Beginnend mit einem Überblick über die traditionellen Methoden zur Implementierung von BI im Unternehmen und die Entwicklung von BI hin zur Nutzung von Self-Service-Analysen, Data Discovery und neuerdings auch AI, stellt AI Meets BI zunächst die drei typischen Architekturen der ersten, zweiten und dritten Generation von BI vor. Anschließend werden verschiedene Analysetypen eingehend betrachtet und es wird aufgezeigt, wie jeder dieser Typen mithilfe von KI-gestützten Algorithmen und Deep-Learning-Modellen implementiert werden kann.
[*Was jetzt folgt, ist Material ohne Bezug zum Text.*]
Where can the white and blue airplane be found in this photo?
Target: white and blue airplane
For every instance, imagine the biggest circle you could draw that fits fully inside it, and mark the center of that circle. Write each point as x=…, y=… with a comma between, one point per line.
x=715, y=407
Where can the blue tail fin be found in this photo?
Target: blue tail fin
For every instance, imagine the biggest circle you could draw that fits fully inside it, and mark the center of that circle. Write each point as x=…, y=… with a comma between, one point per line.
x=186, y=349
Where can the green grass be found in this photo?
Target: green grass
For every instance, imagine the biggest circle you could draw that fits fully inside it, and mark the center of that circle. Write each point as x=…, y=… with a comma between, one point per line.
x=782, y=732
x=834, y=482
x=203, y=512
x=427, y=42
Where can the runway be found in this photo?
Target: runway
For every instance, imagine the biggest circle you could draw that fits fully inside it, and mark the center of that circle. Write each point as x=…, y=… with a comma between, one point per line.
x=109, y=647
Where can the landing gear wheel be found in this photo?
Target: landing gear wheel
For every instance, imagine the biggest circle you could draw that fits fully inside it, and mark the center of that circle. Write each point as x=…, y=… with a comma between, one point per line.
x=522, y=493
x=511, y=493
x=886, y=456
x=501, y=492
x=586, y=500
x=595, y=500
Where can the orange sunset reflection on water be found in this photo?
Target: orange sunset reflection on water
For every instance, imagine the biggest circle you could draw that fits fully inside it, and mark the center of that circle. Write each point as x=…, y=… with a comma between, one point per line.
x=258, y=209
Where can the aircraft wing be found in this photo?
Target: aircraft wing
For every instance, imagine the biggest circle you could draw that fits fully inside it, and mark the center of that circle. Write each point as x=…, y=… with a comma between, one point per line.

Den Kern des Buches bilden vier Anwendungsfälle aus der Industrie. Sie beschreiben, wie ein Unternehmen auf Daten zugreifen, diese bewerten und Analysen durchführen kann, indem es Daten entdeckt, Schlüsselmetriken definiert, die dies ermöglichen, Governance-Regeln festlegt und Metadaten für KI/ML-Empfehlungen aktiviert. Dieses Buch erläutert die Implementierungsspezifika jedes dieser vier Anwendungsfälle anhand verschiedener KI-gestützter Algorithmen für maschinelles Lernen und Deep Learning und bietet vollständigen Code für jede der Implementierungen, zusammen mit der Ausgabe des Codes, ergänzt durch visuelle Darstellungen, die bei der BI-gestützten Entscheidungsfindung helfen.
Das Buch schließt mit einer kurzen Erörterung der kognitiven Aspekte von KI und wirft einen Blick auf zukünftige Trends, einschließlich Augmented Analytics, automatisierte und autonome BI sowie Sicherheit und Governance von KI-gestützter BI.